"Is there any effective cure for my senile vaginitis?" 74-year-old Wu Xianghua boldly asked the young male doctor.
Wu, a villager from Boyang County in east China's Jiangxi province, did not attract any special attention when she sought advice from a public information desk during a campaign launched by the local family planning commission to promote reproductive health.
"Because of some bad habits and a lack of hygiene knowledge, many rural women, including quite a few old ladies, have reproductive health problems," said a local woman.
The program not only provided farmers with free contraceptives but also a rare chance to seek advice for their reproductive health problems.
"Just tell your trouble to the doctors, it's nothing shameful," said Wu Shunying, a local woman.
Women in rural China used to keep their reproductive health problems as "private secrets" and seldom went to doctors.
Now rural women can get reproductive health checks regularly in local family planning service centers, said a Miss Xiong from the Jiangxi provincial family planning commission.
Thanks to guidance from experts and more open discussions on reproductive health care, many women had changed their attitudes towards sex, she added.

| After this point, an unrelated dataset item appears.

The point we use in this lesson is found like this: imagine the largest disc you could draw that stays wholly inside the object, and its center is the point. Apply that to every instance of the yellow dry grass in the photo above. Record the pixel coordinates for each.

In all the 12 districts and counties of Shangrao City in Jiangxi, hospitals offer preferential care to rural women, which includes free infrared treatment and a 50-percent discount on service charges. Some 3,800 women have taken advantage of the offer in the past few months alone.
Nearly 60 percent of women living in China's poor rural areas suffer from genital infections, double the number in cities, statistics show. The Chinese government has made every effort to popularize knowledge on women's reproductive health, contraception and baby care since its adoption of a family planning policy about 20 years ago.